Single-family rental market strong amid mercurial market

Unique financing terms and customer base makes for strong housing segment

Single-family rental market strong amid mercurial market

The refinancing boom of the last couple of years may be in retreat – what with escalating rates, inflation and the like – but that doesn’t mean there isn’t still  strong demand. Just ask Jeff Ball, CEO of Visio Lending, who deals in the single-family rental market which is a hotbed of activity despite the changing market forces.

“Our typical customer owns between 10 to 15 homes, and is self-employed,” Ball said during a telephone interview with Mortgage Professional America. “For most of these people, a portion, or large portion, of what they do is their own personal employment.”

Yes, “obviously interest rates have gone up materially,” Ball noted. And in April the FHFA, which regulates Fannie Mae and Freddie Mac, increased the loan level pricing adjustment for investment properties and second homes, he added. “What had been the most cost-effective financing for owning rental properties in the form of conventional financing that was backed by Freddie and Fannie got quite a bit more expensive this year.”

Still, those factors haven’t put much of a dent in business: “In our space, again, we finance slightly differently, so the rates now running [in] our space are about 7% to 7.25% range for the typical borrower, and the typical borrower would be someone who would have a 740 FICO – so these are high-quality borrowers. And we’re continuing to see investors purchasing properties. Depending on where you are in the country, there are still purchasing opportunities.”

The key lies in the differences between markets, he suggested. “One of the things in the rental space is that rents tend to lag property values. Most properties are rented on either 12- to 24-month leases, so even in a particular market around the country, home prices have gone up anywhere from zero to maybe 30% over the last two years. Rents take several years to catch up to that.”

Another factor benefiting the segment are unique relationships between landlord and tenant: “The other part of it is that tenants can be pretty sticky to landlords,” Ball said. “They’re loath to have to kick out a tenant just to raise pricing if it’s a good tenant. So it takes a while for rents to catch up with property values, and being in an unusual environment, obviously, with really strong home price appreciation, we’re continuing to see purchase activity.”

One area where rental loans are slowing down is in rate-and-term refinances. With a rate and term refinance, a borrower gets a new loan with a lower rate and a new longer term, and pays off the old mortgage:

Learn more about the definition of rate and term refinance, and how to get it in this article.

“We’re seeing less rate-and-term refinances because a lot of folks locked in low interest rates over the last couple of years,” he said.

“So they’re not refinancing into lower rates now,” Ball said. “The vast majority of the loans originated over the past couple years are fixed rate mortgages rather than variable or adjustable mortgages.”

Cash-out refinancing, on the other hand, is prominent now, he said. “The third bucket we finance are cash-out refinancings. In our market, being single-family rentals, a very common strategy for investors is they use cash that they have to acquire the property, renovate the property and once they get it leased, they’ll bring it to a financier like ourselves and they’ll do a cash-out refinancing and then they’ll do it again.”

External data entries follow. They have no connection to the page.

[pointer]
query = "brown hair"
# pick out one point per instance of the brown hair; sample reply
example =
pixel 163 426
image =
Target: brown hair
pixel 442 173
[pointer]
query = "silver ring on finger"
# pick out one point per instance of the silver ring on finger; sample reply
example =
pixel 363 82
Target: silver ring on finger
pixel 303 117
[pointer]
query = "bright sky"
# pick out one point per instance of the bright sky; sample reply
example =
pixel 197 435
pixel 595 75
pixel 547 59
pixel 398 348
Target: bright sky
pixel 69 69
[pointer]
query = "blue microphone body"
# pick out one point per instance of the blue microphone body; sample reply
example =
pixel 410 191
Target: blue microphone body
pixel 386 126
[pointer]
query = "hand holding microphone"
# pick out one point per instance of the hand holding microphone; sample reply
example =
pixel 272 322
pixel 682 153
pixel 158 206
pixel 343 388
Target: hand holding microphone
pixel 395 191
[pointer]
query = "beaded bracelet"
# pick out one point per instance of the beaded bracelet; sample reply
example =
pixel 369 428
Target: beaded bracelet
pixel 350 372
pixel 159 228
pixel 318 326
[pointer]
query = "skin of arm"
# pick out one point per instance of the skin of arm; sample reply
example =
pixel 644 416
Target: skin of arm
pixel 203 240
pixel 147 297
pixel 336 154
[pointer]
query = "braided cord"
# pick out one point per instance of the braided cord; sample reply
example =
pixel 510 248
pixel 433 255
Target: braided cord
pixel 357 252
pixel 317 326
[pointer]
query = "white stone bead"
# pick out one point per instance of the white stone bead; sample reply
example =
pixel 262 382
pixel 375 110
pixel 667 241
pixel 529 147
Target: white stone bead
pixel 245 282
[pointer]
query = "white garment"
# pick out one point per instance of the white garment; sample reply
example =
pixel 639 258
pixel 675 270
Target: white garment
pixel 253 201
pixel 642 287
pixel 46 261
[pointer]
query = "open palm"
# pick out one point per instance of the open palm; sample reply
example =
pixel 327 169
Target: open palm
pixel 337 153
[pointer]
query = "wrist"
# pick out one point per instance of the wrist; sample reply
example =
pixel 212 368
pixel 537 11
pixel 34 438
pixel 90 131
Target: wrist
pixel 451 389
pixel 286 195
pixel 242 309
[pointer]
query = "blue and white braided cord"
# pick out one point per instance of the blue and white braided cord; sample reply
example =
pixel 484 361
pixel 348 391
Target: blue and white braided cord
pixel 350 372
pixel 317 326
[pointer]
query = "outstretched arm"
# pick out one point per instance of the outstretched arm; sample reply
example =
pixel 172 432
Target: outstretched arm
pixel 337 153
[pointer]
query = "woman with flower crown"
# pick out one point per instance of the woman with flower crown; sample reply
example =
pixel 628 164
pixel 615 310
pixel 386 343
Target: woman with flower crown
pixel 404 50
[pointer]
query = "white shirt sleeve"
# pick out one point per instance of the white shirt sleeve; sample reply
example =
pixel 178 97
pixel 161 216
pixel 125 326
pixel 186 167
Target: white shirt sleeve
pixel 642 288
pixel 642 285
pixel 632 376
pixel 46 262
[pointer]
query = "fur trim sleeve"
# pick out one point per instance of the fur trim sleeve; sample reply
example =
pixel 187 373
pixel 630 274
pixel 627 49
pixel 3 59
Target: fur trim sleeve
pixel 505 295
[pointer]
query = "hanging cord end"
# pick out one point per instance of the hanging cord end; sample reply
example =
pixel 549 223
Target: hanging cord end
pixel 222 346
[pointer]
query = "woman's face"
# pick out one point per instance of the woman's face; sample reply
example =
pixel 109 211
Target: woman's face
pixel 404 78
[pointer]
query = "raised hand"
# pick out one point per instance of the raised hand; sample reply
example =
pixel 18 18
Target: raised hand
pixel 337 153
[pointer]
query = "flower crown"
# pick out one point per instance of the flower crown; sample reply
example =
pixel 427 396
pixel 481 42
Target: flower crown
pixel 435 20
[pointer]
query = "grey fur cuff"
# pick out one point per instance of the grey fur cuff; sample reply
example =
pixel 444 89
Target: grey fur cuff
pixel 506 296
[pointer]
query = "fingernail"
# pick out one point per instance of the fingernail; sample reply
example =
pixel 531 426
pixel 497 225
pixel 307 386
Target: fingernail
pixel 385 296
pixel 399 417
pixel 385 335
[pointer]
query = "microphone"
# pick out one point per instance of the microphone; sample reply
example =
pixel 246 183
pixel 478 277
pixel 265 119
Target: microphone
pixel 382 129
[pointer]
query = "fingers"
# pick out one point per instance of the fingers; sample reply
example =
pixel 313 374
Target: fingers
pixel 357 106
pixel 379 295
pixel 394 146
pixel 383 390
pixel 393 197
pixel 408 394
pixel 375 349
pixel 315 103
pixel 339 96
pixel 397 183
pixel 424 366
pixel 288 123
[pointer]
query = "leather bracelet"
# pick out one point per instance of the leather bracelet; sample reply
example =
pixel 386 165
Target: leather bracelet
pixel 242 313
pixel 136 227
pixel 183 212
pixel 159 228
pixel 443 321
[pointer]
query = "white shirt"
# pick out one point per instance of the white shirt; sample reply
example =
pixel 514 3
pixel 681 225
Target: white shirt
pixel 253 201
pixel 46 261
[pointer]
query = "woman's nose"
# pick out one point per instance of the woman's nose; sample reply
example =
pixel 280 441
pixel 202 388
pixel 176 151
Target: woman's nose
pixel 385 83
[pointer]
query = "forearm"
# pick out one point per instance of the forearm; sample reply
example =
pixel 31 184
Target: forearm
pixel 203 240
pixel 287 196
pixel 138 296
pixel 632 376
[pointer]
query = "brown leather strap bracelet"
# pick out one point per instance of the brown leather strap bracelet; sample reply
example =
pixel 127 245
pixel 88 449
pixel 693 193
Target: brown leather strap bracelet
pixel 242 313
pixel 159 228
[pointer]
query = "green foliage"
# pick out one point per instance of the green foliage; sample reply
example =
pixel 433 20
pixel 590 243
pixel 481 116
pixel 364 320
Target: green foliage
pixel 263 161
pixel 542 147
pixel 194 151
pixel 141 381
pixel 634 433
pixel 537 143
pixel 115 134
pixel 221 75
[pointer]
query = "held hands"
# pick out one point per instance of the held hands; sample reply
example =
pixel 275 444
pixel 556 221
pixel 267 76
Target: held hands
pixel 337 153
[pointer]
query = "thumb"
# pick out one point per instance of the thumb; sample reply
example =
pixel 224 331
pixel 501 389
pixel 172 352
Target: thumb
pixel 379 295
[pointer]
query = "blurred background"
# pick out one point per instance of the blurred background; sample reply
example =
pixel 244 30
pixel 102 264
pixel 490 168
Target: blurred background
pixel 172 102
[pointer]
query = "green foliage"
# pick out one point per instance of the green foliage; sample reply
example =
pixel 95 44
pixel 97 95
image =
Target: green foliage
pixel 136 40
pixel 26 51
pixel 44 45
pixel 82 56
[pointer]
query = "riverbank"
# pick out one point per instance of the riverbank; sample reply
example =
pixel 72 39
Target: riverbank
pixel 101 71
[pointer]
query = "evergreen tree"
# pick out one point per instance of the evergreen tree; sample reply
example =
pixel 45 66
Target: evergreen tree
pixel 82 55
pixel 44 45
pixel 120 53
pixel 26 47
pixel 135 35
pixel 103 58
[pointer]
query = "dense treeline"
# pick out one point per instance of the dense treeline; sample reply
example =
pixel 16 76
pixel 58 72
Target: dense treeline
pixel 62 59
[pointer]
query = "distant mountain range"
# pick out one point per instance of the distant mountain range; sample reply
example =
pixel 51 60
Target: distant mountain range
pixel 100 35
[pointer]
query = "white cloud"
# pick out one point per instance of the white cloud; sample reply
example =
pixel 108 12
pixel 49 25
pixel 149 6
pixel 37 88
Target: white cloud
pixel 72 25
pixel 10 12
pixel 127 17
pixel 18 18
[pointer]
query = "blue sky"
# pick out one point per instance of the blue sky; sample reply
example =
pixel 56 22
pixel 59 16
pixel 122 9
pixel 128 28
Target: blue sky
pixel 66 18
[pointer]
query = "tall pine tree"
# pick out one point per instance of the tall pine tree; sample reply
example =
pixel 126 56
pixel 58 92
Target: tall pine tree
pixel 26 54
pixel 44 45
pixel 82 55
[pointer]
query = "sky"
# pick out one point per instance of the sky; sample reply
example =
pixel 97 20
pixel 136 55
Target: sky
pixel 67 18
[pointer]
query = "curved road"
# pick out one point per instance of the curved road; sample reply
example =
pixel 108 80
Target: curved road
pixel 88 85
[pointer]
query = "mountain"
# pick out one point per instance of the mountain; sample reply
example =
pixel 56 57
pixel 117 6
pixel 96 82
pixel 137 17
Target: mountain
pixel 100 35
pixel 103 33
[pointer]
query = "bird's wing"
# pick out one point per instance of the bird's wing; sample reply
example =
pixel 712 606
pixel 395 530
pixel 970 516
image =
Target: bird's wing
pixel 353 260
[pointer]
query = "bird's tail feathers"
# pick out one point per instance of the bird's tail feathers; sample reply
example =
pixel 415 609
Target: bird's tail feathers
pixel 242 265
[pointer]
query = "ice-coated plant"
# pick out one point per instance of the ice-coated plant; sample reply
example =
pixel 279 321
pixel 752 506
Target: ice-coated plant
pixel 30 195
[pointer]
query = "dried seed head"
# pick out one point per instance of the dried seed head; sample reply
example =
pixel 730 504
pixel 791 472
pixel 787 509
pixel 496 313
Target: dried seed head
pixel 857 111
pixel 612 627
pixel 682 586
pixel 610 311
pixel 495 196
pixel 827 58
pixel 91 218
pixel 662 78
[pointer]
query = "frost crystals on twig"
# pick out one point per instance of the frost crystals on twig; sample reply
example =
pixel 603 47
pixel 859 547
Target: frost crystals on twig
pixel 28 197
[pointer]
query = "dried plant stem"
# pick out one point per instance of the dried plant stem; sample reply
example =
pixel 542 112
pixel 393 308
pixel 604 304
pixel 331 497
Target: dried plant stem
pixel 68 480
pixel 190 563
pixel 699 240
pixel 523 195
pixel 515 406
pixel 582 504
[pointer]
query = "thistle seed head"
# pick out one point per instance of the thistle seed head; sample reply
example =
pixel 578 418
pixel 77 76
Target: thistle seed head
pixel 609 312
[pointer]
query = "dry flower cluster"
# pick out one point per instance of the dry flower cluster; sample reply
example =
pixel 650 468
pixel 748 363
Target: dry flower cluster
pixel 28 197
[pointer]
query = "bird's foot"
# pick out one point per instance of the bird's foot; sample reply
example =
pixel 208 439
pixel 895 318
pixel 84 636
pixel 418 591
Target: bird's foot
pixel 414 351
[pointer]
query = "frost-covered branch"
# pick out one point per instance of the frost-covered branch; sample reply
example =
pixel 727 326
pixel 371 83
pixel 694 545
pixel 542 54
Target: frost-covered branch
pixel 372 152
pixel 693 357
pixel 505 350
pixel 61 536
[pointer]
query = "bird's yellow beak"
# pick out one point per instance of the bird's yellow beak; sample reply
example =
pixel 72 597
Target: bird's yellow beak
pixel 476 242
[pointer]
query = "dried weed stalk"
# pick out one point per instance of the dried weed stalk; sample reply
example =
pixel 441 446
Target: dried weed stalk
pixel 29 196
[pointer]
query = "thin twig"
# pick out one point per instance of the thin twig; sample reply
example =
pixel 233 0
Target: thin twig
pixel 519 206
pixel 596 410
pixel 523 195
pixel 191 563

Exacerbating the housing market aside from inflation and rising rates is a shortage of new housing stock for would-be homebuyers. In spite of a record low supply of homes, sales of previously owned homes in January – single-family homes, townhouses, condominiums and co-ops included in the mix – rose 6.7% from December to a seasonally adjusted annualized rate of 6.5 million units, according to a recent study by the National Association of Realtors.

This certainly speaks to pent-up demand for such properties and yields another advantage in the single-family rental market. “As long as there are properties that are in need of renovation and improvement that are going to be held as rental properties, there’s a good demand for cash-out refinancing,” Ball said.